You Can Lead A Horse To Water

You Can Lead a Horse to Water, but You Can’t Make It THINK!

The marker of effective leadership, according to an old belief, was the ability to motivate employees to do the right things – again and again. Today we know that nobody motivates anybody to do anything – that people motivate themselves if, and it is big if, the environment engages them effectively.

And the key challenge is – engages them to do what?

In this world of increasingly complex work performed by an increasingly diverse workforce, leaders need to learn how to engage workers to think smartly, not just to act. Further, thinking is not a performance that can be spelled out in a job description; effective work requires understanding and dealing with the reality of the work environment. Nobody works in a vacuum any more!

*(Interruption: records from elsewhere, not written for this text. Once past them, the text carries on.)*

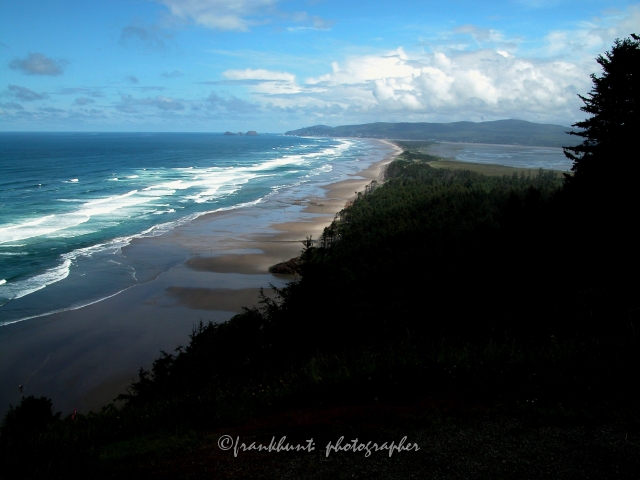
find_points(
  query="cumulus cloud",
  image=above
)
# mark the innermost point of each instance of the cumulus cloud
(151, 38)
(91, 92)
(220, 14)
(25, 94)
(83, 101)
(11, 105)
(312, 22)
(129, 104)
(230, 103)
(462, 85)
(173, 74)
(38, 64)
(259, 74)
(239, 15)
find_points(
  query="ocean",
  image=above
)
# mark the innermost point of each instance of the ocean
(69, 202)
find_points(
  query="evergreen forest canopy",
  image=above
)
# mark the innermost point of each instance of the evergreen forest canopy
(523, 286)
(504, 132)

Thinking involves first puzzling over the challenges of accomplishing the specific results in the specific organization culture that likely both supports and limits success. So staff must constantly scan their work world of goals, processes, norms, personalities and capabilities in order to decide how to proceed.

The role of leaders is to coach employees to recognize these important issues and, guided by what they find, to shape their efforts.

Here are some practical questions with which to coach your staff to hone their thinking – and thus increase their success:

  1. How does my task relate to the overall results we are seeking?
  2. Who will be affected by my (or my group’s) decisions or actions?
  3. Who might win or lose as a result and how can I mitigate any negative results?
  4. What do I (we) need to do to secure their support or compliance?
  5. Have I communicated my needs and time-line clearly to those who need to know?
  6. How do I keep all the key players informed and engaged?

When dealing with these questions becomes part of your employees’ every day behavior, you will have helped to create an environment that engages people’s minds and thinking processes. In other words, you will have led them to the “water” and they will do effective thinking on behalf of your organization’s goals.